Desde a remota infância animais e aves silvestres sempre ocuparam um bom espaço na minha imaginação. Já lembrei dos encontros com esse fantástico mundo dos seres vivos, ao descrever as caminhadas pelas trilhas da mata virgem do Colégio. Aproveito a ocasião para lembrar dois animais que sob o aspeto taxonómico não tinham nada a ver uma com o outro: a Jaguatirica e aranhas caranguejeiras. Certo dia, no ano de 1948 se não me falha a memória, apareceu um colono conhecido, cujas terras parcialmente cobertas de mata virgem, emendavam na mata do Colégio. Na sacola levava um filhote de jaguatirica encontrado perdido no mato enquanto caçava. Como eu era o responsável pelo museu e sabia do meu interesse por novidades, chamaram-me para conversar com aquele senhor. El sem a mínima intenção de ficar com o filhote de jaguatirica perguntou se me interessava. Não duvidei um segundo. Peguei o filhote e o levei para o museu, acomodei-o num canto. Ao rejeitar o leite que lhe ofereci conclui que estava desmamado. Desci para a adega da cozinha onde se guardavam os quartos de rezes e porcos e levei um pedaço de carne. Devorou com gosto. Dai em diante alimentei-o um bom tempo no museu, depois armei um cercado bem grande atrás de um galpão no fundo do pátio e lá a jaguatirica foi crescendo e se desenvolvendo sem problema. Durante a noite deixava a portinhola aberta e ela se embrenhava nas manchas de mato das redondezas para ao clarear do dia voltar ao seu refúgio. Certo dia uma tarântula entrou no cercado e a jaguatirica resolveu brincar com ela. E o óbvio aconteceu. A tarântula pulou no nariz do gato, cravou os dentes e em questão de meia hora minha protegida estava morta.

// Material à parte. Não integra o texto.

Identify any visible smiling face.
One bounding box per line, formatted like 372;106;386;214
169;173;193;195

Sempre cultivei um certo fascínio por caranguejeiras. Não saberia definir bem o motivo. Aprendi a pegá-las com a mão sem machuca-las e sem irrita-las e deixava-as caminhar sobre a mão e subir pelo braço. Acontece que nas salas de estudo os estudantes dispunham de escrevaninhas com o tampo inclinado sobre o compartimento em que se guardava o material escolar e os livros de uso diário em sala de aula. Bem arrumado o material escolar, sobrava um bom espaço para guardar objetos de uso pessoal. Pois, resolvi instalar um esconderijo naquele espaço e acomodar uma enorme caranguejeira. Os meus colegas, principalmente meus vizinhos, não gostaram nada da ideia. Por um bom tempo nada aconteceu. Quando levantava o tampão para pegar os cadernos, livros e caneta ou lápis para fazer os temas, o máximo que acontecia era a aranha sair do seu esconderijo, e dar uma volta por cima dos livros e cadernos e voltar para o seu canto tranquilo. Para alimentá-la bastava um pedacinho de carne. Num dia desses de vento norte, calor abafado, pressão atmosférica baixa, prenúncio de chuva, ao levantar o tampo, a aranha sempre tão pacífica parecia enlouquecida. Saltou para fora, subiu na beirada da escrevaninha e jogou-se nas costas do vizinho da frente. Podem imaginar-se a confusão dentro daquela sala de estudos. Nosso supervisor, o “prefeito”, pulou do estrado no fundo da sala onde estava sentado na sua escrevaninha. O colega quando se deu conta da aranha deu salto e com isso ela caiu no chão, consegui pega-la e leva-la para fora. O “prefeito” que era um homem de bom senso apenas me proibiu abrigar outra aranha dessas na minha escrevaninha e ficou por isso. O cantinho da caranguejeira passou um pouco mais tarde a ser ocupado por uma lagartixa pacífica e totalmente inofensiva.